It happens occasionally that business associations arise from existing relationships. Perhaps relatives create a family business. Friends open a store together. Neighbors come together to bring a new product or service to their community.

But what happens when the existing relationship is a fiduciary relationship? A business opportunity can arise for an attorney and client, agent and principal, or trustee and beneficiary. These relationships bring with them responsibilities that might alter or add to the duties normally owed to each co-owner of a business.

Here is a quick guide to the issues that can arise when fiduciaries go into business together.

Fiduciary Relationships

Fiduciary duties arise in certain kinds of trusted relationships. They occur, for example, when a principal authorizes a fiduciary to act in their interests and on their behalf.

Many relationships are fiduciary in nature. Attorneys have a fiduciary relationship with their clients. Trustees and beneficiaries have a fiduciary relationship. Agents act as fiduciaries for their principals.

A fiduciary relationship imposes several duties on the fiduciary.

Duty of Loyalty

The duty of loyalty means that the fiduciary must place the principal’s interests ahead of their own interests. The duty of loyalty ensures that the fiduciary avoids self-dealing or making side deals to the detriment of the principal.

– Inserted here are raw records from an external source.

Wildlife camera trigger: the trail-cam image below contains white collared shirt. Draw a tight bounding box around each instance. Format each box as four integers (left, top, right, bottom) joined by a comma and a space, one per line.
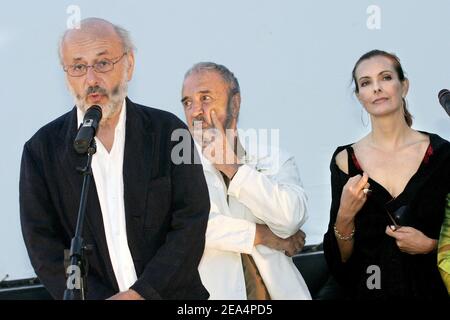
77, 100, 137, 291
196, 144, 311, 300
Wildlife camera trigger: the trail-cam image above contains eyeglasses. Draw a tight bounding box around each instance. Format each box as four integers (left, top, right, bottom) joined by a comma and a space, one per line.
63, 52, 127, 77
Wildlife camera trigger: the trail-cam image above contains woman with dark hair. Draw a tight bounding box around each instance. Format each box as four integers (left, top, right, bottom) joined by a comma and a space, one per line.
324, 50, 450, 299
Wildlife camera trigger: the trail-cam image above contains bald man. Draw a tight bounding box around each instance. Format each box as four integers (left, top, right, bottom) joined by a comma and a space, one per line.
20, 18, 209, 299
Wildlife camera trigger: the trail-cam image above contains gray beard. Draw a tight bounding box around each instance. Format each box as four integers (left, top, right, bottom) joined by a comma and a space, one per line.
66, 72, 128, 125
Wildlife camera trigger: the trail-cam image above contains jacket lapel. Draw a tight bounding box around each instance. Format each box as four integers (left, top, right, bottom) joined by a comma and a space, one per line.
60, 107, 118, 290
123, 98, 157, 270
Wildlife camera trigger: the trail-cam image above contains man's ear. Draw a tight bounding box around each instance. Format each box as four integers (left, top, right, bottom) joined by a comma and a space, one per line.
127, 51, 134, 81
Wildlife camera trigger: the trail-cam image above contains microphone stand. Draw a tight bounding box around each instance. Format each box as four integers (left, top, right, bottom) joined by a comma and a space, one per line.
63, 139, 97, 300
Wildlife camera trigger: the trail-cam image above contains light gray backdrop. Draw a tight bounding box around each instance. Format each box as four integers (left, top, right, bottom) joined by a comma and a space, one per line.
0, 0, 450, 281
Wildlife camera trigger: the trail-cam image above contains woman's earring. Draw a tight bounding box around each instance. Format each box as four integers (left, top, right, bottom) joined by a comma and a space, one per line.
361, 108, 369, 128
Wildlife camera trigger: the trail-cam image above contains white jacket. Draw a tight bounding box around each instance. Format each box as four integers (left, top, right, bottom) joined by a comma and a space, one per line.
199, 144, 311, 300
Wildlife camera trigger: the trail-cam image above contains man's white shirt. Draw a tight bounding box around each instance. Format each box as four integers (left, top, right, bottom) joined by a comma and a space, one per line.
77, 100, 137, 291
196, 144, 311, 300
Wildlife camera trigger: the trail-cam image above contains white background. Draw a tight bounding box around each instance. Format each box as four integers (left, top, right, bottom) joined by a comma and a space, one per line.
0, 0, 450, 281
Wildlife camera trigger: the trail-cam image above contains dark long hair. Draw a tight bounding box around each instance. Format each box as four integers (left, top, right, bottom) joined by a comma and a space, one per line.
352, 50, 413, 127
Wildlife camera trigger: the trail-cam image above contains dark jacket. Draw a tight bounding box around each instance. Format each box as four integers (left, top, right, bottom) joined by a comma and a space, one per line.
20, 98, 209, 299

The duty of loyalty also imposes on the fiduciary the duty to fully disclose their actions taken on behalf of the principal. This guarantees that the principal remains informed about all actions taken by the fiduciary in their relationship.

Duty of Care

The duty of care requires the fiduciary to handle the principal’s matters in a reasonably prudent manner. The fiduciary must take actions in good faith and only after becoming reasonably informed about the nature and consequences of the actions.

It also requires the fiduciary to take reasonable steps to bring matters to the principal’s attention. Even if the principal is not engaged in the matters handled by the fiduciary, the fiduciary must still live up to the reasonable expectations for someone in that type of relationship.

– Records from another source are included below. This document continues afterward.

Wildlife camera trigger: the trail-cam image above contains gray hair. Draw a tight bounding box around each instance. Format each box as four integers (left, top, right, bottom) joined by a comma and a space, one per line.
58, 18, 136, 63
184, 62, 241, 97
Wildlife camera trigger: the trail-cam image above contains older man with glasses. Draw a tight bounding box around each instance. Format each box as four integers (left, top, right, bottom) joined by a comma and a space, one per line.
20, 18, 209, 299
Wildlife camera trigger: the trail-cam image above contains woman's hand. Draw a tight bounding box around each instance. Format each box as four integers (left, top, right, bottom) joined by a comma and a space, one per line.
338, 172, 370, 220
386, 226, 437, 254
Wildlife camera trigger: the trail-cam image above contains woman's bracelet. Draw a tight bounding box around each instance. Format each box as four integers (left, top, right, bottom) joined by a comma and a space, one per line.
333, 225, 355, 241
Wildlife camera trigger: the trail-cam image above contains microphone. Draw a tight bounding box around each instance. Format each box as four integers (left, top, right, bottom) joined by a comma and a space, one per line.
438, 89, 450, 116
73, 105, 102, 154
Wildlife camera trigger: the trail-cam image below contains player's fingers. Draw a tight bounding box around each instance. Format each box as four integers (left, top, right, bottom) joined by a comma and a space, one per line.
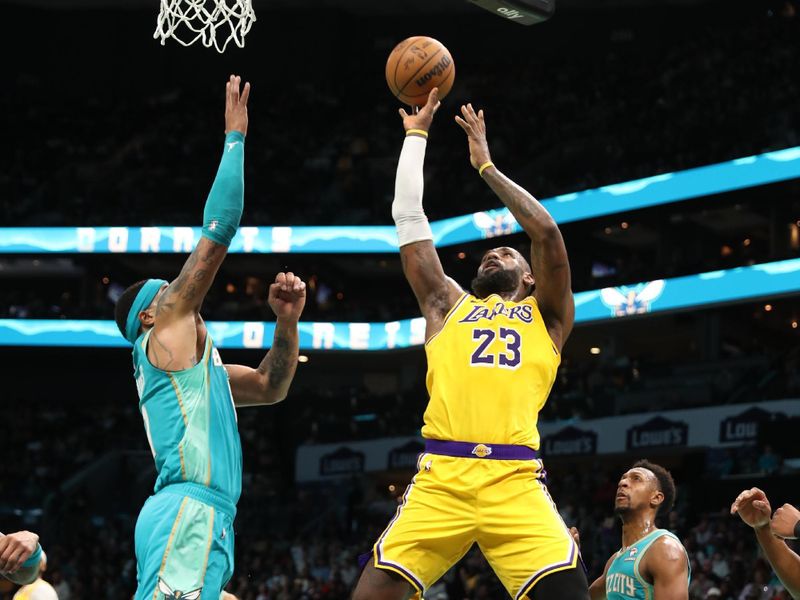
425, 88, 439, 110
456, 115, 472, 135
461, 104, 478, 125
232, 75, 242, 106
6, 547, 25, 573
0, 544, 15, 571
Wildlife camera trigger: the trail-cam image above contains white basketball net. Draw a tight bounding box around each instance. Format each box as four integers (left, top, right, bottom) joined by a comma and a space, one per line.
153, 0, 256, 52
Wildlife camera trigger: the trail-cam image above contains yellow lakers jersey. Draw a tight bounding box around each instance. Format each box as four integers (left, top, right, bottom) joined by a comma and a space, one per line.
422, 293, 561, 449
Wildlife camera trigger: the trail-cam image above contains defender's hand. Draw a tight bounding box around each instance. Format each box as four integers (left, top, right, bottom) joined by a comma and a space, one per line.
456, 104, 492, 169
569, 527, 581, 550
769, 504, 800, 540
268, 271, 306, 321
225, 75, 250, 135
400, 88, 442, 131
731, 488, 772, 529
0, 531, 39, 574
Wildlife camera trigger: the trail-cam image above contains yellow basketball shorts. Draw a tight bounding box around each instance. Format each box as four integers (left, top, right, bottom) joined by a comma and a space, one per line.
373, 453, 579, 600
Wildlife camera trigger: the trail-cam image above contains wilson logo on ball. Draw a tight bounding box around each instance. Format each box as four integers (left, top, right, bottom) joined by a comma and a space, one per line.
386, 36, 456, 106
417, 56, 453, 86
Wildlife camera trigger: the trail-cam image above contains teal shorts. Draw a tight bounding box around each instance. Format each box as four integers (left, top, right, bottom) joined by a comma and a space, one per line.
134, 483, 235, 600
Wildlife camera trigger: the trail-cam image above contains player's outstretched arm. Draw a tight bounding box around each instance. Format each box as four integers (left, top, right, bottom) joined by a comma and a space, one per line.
640, 536, 689, 600
392, 88, 462, 339
456, 104, 575, 349
0, 531, 42, 585
731, 488, 800, 600
147, 75, 250, 371
225, 272, 306, 406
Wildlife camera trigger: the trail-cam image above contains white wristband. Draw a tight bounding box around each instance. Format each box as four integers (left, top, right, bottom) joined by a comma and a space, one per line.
392, 135, 433, 246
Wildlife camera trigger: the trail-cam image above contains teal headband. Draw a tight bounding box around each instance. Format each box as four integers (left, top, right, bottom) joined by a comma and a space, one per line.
125, 279, 167, 344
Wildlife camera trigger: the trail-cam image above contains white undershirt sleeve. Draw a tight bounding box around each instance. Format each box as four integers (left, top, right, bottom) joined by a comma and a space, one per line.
392, 135, 433, 246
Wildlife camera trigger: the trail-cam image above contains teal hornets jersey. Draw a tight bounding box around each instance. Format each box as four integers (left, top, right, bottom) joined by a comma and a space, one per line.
133, 329, 242, 505
606, 529, 692, 600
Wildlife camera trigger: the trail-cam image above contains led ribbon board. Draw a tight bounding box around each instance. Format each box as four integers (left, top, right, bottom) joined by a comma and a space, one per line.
0, 147, 800, 254
0, 258, 800, 350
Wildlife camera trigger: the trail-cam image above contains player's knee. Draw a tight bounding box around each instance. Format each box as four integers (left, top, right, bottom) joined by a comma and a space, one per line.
351, 564, 413, 600
528, 566, 589, 600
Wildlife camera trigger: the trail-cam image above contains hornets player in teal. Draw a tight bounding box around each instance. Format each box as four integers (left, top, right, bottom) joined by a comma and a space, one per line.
109, 76, 305, 600
589, 460, 690, 600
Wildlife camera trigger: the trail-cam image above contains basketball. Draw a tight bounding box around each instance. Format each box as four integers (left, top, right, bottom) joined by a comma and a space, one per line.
386, 36, 456, 106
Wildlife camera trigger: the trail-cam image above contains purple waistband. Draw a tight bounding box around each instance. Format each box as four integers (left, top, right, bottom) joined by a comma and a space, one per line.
425, 440, 539, 460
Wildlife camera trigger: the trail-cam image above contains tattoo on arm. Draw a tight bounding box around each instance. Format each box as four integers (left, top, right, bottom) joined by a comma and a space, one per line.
258, 336, 291, 389
156, 243, 226, 316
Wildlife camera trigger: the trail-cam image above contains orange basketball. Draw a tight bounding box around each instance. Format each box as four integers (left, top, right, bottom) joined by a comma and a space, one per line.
386, 36, 456, 106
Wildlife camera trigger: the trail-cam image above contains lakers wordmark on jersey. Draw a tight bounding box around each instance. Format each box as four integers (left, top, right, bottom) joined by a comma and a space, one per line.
422, 293, 561, 449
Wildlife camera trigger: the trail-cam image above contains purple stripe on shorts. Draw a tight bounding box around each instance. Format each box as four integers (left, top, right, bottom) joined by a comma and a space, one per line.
425, 440, 539, 460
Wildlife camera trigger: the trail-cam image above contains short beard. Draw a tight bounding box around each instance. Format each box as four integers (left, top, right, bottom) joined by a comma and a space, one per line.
472, 269, 520, 298
614, 506, 631, 517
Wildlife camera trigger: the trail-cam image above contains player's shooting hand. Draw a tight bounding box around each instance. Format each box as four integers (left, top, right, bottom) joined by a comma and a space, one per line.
769, 504, 800, 540
731, 488, 772, 529
0, 531, 39, 574
456, 104, 492, 169
225, 75, 250, 135
400, 88, 442, 131
269, 271, 306, 322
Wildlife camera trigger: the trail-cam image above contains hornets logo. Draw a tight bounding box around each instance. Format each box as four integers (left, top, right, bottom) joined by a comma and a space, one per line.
472, 210, 517, 238
600, 279, 666, 317
158, 579, 203, 600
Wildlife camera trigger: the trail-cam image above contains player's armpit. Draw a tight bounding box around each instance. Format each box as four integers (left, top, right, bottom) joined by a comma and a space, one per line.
147, 237, 228, 371
400, 240, 464, 339
639, 535, 689, 600
531, 231, 575, 350
589, 575, 606, 600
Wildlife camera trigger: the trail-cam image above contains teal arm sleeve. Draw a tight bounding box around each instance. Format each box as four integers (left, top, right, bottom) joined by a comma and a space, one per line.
203, 131, 244, 246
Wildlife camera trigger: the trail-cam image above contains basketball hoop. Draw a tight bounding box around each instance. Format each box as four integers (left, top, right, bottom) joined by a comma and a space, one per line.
153, 0, 256, 53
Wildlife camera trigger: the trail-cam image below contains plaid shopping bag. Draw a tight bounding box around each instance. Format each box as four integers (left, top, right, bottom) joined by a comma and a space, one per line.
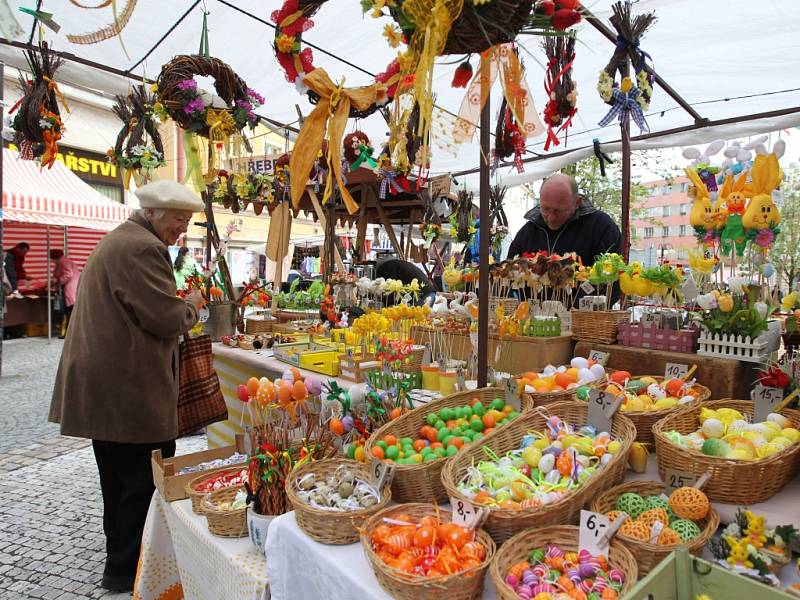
178, 335, 228, 437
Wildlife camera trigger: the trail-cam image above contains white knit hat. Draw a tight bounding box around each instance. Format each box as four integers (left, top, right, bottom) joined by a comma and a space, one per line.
136, 179, 205, 212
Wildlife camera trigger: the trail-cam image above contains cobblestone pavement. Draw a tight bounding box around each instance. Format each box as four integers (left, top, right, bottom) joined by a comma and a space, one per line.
0, 338, 206, 600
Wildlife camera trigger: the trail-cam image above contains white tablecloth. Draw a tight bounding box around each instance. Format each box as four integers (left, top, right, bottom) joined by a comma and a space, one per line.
266, 512, 497, 600
133, 492, 269, 600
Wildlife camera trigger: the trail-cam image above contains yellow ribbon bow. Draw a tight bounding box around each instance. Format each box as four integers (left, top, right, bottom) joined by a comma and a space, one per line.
289, 68, 379, 214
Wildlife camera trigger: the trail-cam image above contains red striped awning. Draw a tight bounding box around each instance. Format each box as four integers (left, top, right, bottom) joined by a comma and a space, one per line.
2, 148, 131, 231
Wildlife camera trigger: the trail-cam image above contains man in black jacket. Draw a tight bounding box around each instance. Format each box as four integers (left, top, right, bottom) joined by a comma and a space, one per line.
508, 173, 622, 266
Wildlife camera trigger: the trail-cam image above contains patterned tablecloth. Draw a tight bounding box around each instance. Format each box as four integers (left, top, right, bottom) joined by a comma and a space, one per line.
133, 492, 269, 600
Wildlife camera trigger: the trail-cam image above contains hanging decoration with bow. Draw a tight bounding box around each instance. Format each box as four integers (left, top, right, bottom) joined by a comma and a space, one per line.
453, 43, 544, 144
597, 2, 656, 133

Thus, a trustee must provide financial information and accountings to a beneficiary, even if the beneficiary has no experience or knowledge in finance.

Going into Business with a Fiduciary

When an accountant, attorney, agent, or other fiduciary comes across a business opportunity, they might consider bringing it to the attention of a client. In turn, the client may invite the fiduciary to become a co-owner in the new business for a variety of reasons, including to:

  • Reward the fiduciary for delivering the opportunity
  • Bring the fiduciary’s expertise into the business
  • Repay the fiduciary for past work

But going into business with a fiduciary brings challenges.

Presumptively Invalid

The duty of loyalty owed by the fiduciary brings scrutiny from courts in any disputes between co-owners who have a separate fiduciary relationship.

Courts presume that transactions between a fiduciary and principal are invalid, requiring the fiduciary to prove that the transaction was fair to enforce its terms.

Take, for example, a recent case in Houston. In Adam v. Marcos, a lawyer entered into a joint venture agreement with a client. The pair had a falling out and the lawyer sued the client/joint venturer for breach of contract.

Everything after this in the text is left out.